Fantastic Fest Day 1

Jerry Belich sets up his Choosatrons

Jerry Belich setting up his Choosatrons in the Fantastic Arcade.

It’s that time of year again, where I head to Austin, TX and spend a week pouring movies into my eyes.

Fantastic Fest is a tremendously fun and insane film festival. It focuses on genre film from around the world, often getting fun crime, horror, and sci-fi films that never see a full release on American soil.

This year, I’ve traveled to Fantastic Fest with Jerry Belich, creator of the Choosatron, a tiny printout machine that lets you play interactive fiction one choice at a time. Four Choosatrons currently reside in Fantastic Fest’s Fantastic Arcade.

It’s been a blast so far, and I expect we will become more and more dazed with joy as the days go by.

Here’s what I’ve seen so far:

COHERENCE
Dir. James Ward Byrkit

Coherence is exactly the sort of film that gets my ass to Fantastic Fest.

Coherence is the story of a dinner party gone wrong. After a blackout in the house, the party falls apart when the attendees become stuck in a strange anomaly where they start seeing doppelgängers of themselves. The concept is fresh, smart, and creepy.

What is doubly fascinating about the film is how it was made. Shot in five days, the film was made without a film crew, without a script, and with pocket change for a budget. The actors were handed note cards and they improvised everything. The actors never knew the plot ahead of them; they discovered their characters’ plight as the filming progressed.

It sounds like it would be a mess, and sometimes it is.
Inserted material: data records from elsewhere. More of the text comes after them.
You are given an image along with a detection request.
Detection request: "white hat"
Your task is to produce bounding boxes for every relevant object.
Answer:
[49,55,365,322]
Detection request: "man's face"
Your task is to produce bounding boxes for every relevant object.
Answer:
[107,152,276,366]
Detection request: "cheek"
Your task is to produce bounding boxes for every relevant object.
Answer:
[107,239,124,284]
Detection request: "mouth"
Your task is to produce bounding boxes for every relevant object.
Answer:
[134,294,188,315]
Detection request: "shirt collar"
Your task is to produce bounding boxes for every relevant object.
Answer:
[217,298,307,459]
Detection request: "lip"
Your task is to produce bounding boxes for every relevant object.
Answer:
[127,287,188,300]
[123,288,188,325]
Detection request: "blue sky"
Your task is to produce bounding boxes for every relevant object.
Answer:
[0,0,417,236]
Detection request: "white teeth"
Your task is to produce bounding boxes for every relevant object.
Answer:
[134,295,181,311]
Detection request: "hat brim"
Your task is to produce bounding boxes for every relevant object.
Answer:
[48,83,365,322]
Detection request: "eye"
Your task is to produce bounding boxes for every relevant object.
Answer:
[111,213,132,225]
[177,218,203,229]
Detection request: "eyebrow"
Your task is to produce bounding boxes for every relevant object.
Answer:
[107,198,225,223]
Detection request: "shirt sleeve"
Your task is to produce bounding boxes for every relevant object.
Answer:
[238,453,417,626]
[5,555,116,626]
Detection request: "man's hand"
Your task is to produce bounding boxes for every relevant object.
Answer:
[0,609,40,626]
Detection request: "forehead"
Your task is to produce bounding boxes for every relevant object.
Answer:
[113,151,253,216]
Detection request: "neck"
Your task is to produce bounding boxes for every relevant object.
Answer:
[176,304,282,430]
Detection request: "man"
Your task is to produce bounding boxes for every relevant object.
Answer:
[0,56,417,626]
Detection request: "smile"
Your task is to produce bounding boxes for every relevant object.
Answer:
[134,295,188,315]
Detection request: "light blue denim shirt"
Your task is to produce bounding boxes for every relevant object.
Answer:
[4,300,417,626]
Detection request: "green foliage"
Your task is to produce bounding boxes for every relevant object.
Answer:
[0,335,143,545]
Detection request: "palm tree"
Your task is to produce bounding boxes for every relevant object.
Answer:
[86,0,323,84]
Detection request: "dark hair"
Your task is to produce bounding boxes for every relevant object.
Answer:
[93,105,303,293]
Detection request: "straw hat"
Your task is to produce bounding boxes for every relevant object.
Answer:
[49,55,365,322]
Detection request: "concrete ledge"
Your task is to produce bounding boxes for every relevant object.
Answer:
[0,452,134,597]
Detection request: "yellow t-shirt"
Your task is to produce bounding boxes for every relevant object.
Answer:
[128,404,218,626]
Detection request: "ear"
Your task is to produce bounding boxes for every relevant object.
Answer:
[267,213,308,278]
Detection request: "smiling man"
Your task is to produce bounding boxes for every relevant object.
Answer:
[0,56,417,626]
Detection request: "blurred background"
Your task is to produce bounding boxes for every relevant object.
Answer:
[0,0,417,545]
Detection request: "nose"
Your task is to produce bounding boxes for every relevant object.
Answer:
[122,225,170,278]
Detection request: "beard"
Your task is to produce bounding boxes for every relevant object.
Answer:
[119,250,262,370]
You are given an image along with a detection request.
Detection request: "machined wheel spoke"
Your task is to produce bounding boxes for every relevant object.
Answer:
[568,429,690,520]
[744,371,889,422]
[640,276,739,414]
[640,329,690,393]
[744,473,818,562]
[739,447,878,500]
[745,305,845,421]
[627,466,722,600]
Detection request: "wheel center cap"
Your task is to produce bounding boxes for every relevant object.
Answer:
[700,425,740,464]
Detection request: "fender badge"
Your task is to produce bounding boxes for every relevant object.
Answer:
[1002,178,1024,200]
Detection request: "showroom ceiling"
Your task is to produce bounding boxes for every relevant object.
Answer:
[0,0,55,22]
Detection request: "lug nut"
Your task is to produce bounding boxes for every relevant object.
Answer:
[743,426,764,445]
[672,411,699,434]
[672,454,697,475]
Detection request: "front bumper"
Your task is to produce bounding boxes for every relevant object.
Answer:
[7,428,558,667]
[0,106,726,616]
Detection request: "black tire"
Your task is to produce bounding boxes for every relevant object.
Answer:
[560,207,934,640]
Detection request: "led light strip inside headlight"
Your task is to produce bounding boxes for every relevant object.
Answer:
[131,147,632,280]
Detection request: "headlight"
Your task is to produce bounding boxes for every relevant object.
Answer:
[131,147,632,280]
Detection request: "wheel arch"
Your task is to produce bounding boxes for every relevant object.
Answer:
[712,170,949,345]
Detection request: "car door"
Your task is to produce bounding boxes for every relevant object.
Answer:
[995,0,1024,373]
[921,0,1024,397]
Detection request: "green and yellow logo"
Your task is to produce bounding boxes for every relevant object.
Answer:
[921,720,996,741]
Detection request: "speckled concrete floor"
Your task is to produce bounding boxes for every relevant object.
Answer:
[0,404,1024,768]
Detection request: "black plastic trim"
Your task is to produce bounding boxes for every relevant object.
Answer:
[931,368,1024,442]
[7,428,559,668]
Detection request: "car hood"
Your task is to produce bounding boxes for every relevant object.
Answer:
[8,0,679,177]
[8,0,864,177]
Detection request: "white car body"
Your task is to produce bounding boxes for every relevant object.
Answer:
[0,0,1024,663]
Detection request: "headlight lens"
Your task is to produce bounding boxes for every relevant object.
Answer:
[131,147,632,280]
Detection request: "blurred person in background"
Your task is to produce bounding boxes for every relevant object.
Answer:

However, whoever edited the movie is a genius, and the film holds together in every way that it shouldn’t. It’s a bumblebee of a movie: it shouldn’t fly, and yet it does. Watch for Coherence to appear on streaming services in the future, because I highly recommend giving it a look.

PATRICK
Dir. Mark Hartley

This remake of a famed 1978 Ozploitation classic had a lot of promise. Director Mark Hartley is near and dear to my heart for documentaries like Not Quite Hollywood (a history of the Australian exploitation film industry) and Machete Maidens Unleashed! (a similar film about the Filipino movie industry). As the original Patrick appears in Not Quite Hollywood, it was clear that Hartley had a love and understanding of the original.

Sadly, Hartley’s talents as a documentarian don’t translate to telling a cinematic story well. The film’s editing is so choppy that at moments I thought I was watching a string of unrelated Vine videos. The lush 1970’s full-orchestra score overwhelms everything that happens onscreen. The actors struggle valiantly with a script that doesn’t seem to know what it wants to do. The film is simply a jumble.

What is particularly galling, though, is the fact that you can see the potential of the film. It could have easily been much better. The central concept is strong and could have easily worked in more skilled hands. You can see a good film — probably the 1978 film — hiding just under the surface.

ALMOST HUMAN
Dir. Joe Begos

Man, sometimes I wish I hadn’t seen so many good movies. If that were the case, I might have enjoyed this more.

Almost Human is a low-budget slant on The Thing and Invasion of the Body Snatchers. A man is abducted by aliens and goes missing in front of the eyes of his best friend and fiancée; two years later, he suddenly reappears in the woods and starts killing people. That’s about it.

The film is properly gory enough to please gorehounds, but I was sad that it never really took off. The acting was stilted. Characters lacked motivation for their suspicions. The lead female character was screamy and useless. The script never showed me anything that I hadn’t seen done elsewhere in a far better movie. The best I can say for it is that at least the narrative was clear, unlike in the film I saw in the previous time slot (Patrick).

I try not to fault films for lacking originality, because it is absolutely possible for a film to be both derivative and entertaining at the same time. Sadly, Almost Human clearly has a few decent tools in its toolbox; it just doesn’t do anything interesting with them.

I stole @headgeek666's sunglasses. He sees in orange. #ff2013

Also, I had lunch with Harry Knowles and Jay Knowles. I stole Harry’s amazing sunglasses. He sees in orange.